Robert Staggs, 44, a 16-year JFC worker and Liu's foreman, said, "He just said he had to go to court" but didn't seem upset about it.
"He was a normal guy to me. John's no problem. Whatever is going on in his life is his business," Staggs said.
Staggs was shaken by news of the shooting. "It don't make you feel good that anybody gets in trouble or gets hurt," he said.

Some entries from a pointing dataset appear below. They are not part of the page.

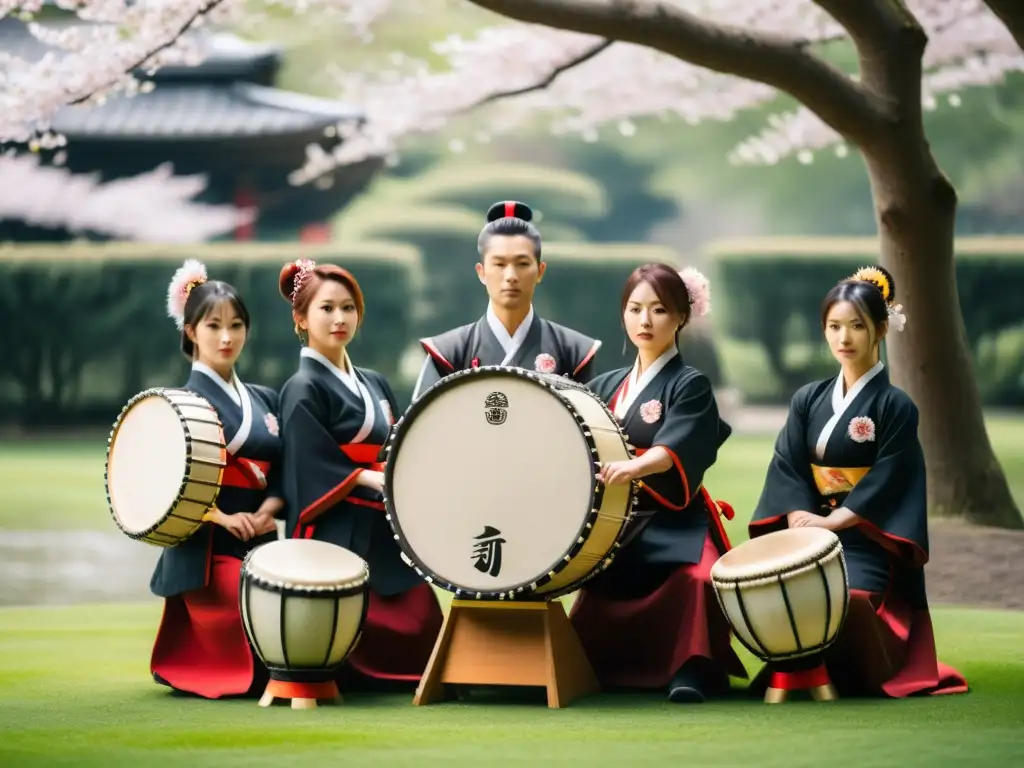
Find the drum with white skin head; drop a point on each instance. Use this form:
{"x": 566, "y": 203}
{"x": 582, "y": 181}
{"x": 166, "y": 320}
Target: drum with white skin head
{"x": 491, "y": 484}
{"x": 165, "y": 462}
{"x": 786, "y": 595}
{"x": 303, "y": 606}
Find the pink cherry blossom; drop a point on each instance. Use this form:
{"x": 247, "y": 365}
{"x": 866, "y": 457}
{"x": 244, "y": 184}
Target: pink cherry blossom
{"x": 650, "y": 412}
{"x": 544, "y": 364}
{"x": 861, "y": 429}
{"x": 154, "y": 207}
{"x": 698, "y": 288}
{"x": 613, "y": 86}
{"x": 271, "y": 424}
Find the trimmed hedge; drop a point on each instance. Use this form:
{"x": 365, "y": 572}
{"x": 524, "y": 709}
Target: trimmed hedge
{"x": 554, "y": 194}
{"x": 86, "y": 325}
{"x": 771, "y": 290}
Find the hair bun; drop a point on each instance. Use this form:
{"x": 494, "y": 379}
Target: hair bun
{"x": 881, "y": 279}
{"x": 510, "y": 209}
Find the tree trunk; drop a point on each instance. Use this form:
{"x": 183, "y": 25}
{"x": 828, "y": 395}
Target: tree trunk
{"x": 915, "y": 206}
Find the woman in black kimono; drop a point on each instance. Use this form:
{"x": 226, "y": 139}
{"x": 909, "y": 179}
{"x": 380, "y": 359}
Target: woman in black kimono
{"x": 848, "y": 460}
{"x": 201, "y": 646}
{"x": 335, "y": 419}
{"x": 650, "y": 620}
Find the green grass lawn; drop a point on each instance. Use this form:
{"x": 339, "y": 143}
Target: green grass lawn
{"x": 75, "y": 690}
{"x": 58, "y": 484}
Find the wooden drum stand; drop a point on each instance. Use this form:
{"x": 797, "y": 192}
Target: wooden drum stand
{"x": 508, "y": 643}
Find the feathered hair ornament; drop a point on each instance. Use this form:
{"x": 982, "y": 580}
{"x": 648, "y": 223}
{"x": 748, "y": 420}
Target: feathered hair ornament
{"x": 698, "y": 288}
{"x": 304, "y": 267}
{"x": 884, "y": 282}
{"x": 189, "y": 274}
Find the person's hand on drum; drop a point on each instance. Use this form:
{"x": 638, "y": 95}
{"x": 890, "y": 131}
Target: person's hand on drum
{"x": 371, "y": 478}
{"x": 240, "y": 525}
{"x": 617, "y": 473}
{"x": 263, "y": 522}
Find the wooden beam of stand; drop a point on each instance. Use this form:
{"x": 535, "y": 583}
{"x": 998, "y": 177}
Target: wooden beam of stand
{"x": 508, "y": 643}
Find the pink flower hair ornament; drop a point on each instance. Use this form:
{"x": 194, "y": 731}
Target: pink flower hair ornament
{"x": 189, "y": 274}
{"x": 698, "y": 288}
{"x": 305, "y": 269}
{"x": 897, "y": 320}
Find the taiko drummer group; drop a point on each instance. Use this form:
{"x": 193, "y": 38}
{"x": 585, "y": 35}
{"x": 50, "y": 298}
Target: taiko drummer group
{"x": 307, "y": 534}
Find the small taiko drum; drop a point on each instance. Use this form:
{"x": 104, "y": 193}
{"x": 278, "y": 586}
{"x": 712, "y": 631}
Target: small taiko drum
{"x": 165, "y": 462}
{"x": 303, "y": 606}
{"x": 786, "y": 595}
{"x": 491, "y": 484}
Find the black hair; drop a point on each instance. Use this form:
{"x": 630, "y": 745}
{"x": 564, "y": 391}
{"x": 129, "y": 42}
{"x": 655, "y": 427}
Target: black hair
{"x": 871, "y": 297}
{"x": 509, "y": 218}
{"x": 201, "y": 302}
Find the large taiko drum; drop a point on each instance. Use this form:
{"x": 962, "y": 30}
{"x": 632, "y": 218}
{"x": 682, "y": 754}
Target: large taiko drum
{"x": 303, "y": 606}
{"x": 786, "y": 595}
{"x": 165, "y": 461}
{"x": 491, "y": 484}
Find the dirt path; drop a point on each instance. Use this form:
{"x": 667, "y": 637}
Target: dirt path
{"x": 977, "y": 566}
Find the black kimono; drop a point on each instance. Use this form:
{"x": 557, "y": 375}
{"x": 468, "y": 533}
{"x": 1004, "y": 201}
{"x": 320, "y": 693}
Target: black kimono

Chan was remembered yesterday as a gentle woman who worked in a garment factory and who enjoyed watching television with friends and spending time in the garden behind her two-story rowhouse in the Belair-Edison community.
Waiting at Shock Trauma
At Shock Trauma, two friends of Chan's and her courtroom interpreter, Peter C. Yaw, stood waiting for news about Wu. A social worker told them doctors were still evaluating her condition. Wu hadn't yet learned about her mother's death.
According to friends who had gathered at Shock Trauma last night, Chan moved from Hong Kong to the United States with Wu in 1989 and married Liu.
She spoke little English -- she used a Cantonese interpreter during her court testimony yesterday -- and didn't socialize much with neighbors. "I would say hello to her, but she didn't speak much English," said neighbor Joe Daniels, 54. "That was all."
Friends and neighbors said the marriage seemed troubled and that several years ago, Chan left her husband.
Chan was reportedly hoping to use the $350 a month in alimony payments awarded her by Gelfman yesterday to pay for English lessons.
Sun staff writers Larry Carson, Alice Lukens and Del Quentin Wilber contributed to this article.